Supposedly, the creator based the cartoon character on the real life animal. The Tasmanian Devil definitely has his idiosyncrasies both in physical and temperamental characteristics. The blood-curdling scream they make is probably their most distinguishing characteristic but this funny looking marsupial picked up the name and reputation of the devil because of the ferocious way it feeds and mates. But, truth be told, their aggressive nature is somewhat understandable because it starts at birth. A female devil gives birth to 20-30 young devils, each about the size of a raisin, but she only has four nipples, so competition for milk is stiff from Day One and the little devils start life fighting; most of them don’t survive. The little ones are called pups, joeys, or imps. They are fully mature by age two and rarely live more than five years. Devils are the largest carnivorous marsupials; they are about the size of a small dog. They are fairly fast runners and are quite strong; their jaws can break bones. They often stink for two reasons: 1) they excrete a strong odor from a gland to mark where they have been, and 2) trigger warning! – they often just fall asleep inside the carrion they happen to be eating. Cue the jokes about eating in bed.
Tasmanian Devils disappeared a very long time ago from mainland Australia and are considered in danger of extinction from Tasmania, but have been making a comeback in recent years. They very often wind up as road kill because they run out to pick up dinner on the road. They also contract the only type of cancer that is thought to be contagious. Devil Facial Tumor Disease (DFTD) was first noted in the 1990s. When the devils bite each other, they spread the disease and it kills them within months. The tumors on their faces interfere with their ability to eat and they starve to death. Research is well underway and there are large scale efforts to quarantine healthy devils so that they can rebuild the population until research yields a cure or vaccine for DFTD. We saw this appeal for money to fund research at the Launceston Airport.
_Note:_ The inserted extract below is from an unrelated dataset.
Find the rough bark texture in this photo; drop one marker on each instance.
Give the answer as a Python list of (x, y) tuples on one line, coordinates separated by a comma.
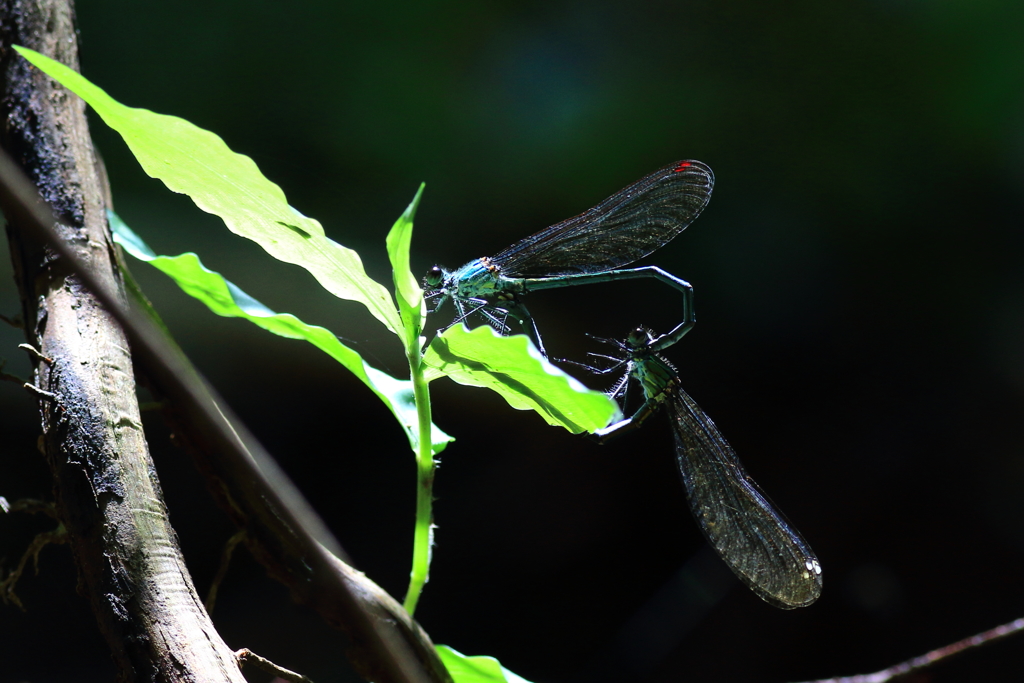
[(287, 558), (107, 489)]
We saw some healthy devils when we were in New South Wales a few years ago; a wildlife reserve there has a good sized colony of very healthy devils. I suppose that because they are used to being around humans there, they were not in the least bit afraid of us. They just walked around their enclosure looking at us while we walked around looking at them. They could have been a little on the docile side because they were probably drowsy and sleep deprived. Devils are nocturnal and living in a wildlife reserve means that the devils have to get used to working the day shift. We saw the same behavior, for the most part, at the Devils@Cradle Center Interpretation and Viewing Centre just outside Tasmania’s Cradle Mountain National Park. The devils were only active when they thought a snack was imminent or if another devil was bothering him. We saw the devils “yawn” and our guide said that what we saw was not so much that he was yawning, but he was baring his teeth to show the other devil that he had teeth and was capable of using them for fighting. Apparently, as the devils age, their teeth stop growing and an elderly devil becomes quite defenseless without his teeth, so baring the teeth is a show of youth and vitality. Below is a photo of a devil yawning. This was always accompanied by loud screaming.
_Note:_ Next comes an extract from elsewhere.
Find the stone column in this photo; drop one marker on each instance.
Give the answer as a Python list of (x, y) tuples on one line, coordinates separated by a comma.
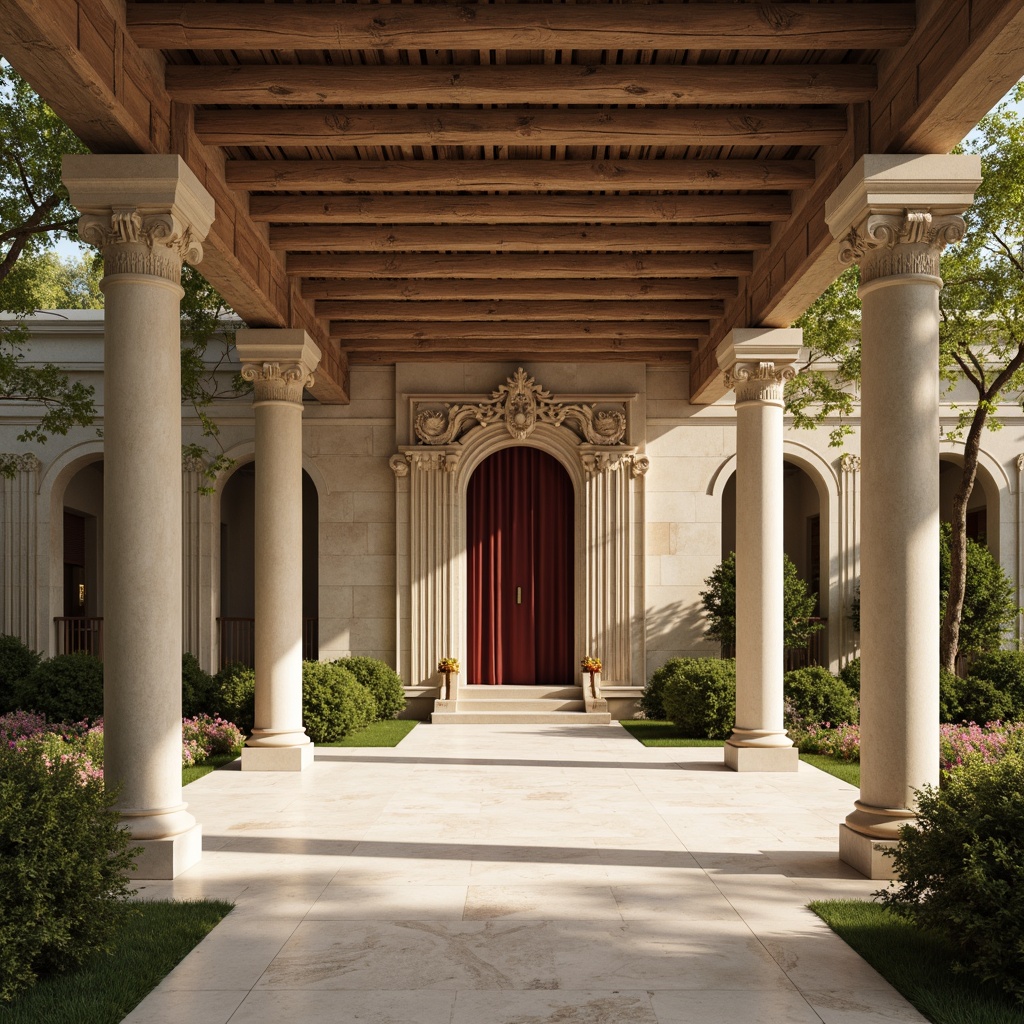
[(281, 364), (147, 213), (894, 214), (758, 363)]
Devils are a bit like buzzards. They are not picky eaters and can smell carrion from one kilometer away. They rush to the scene and clean up the dead animal, providing a much needed service in the forest. As charter members of the Clean Plate Club, they leave nothing behind. If they could just dial back that scream, they might not seem so frightening and it might go a long way toward rehabilitating their reputation.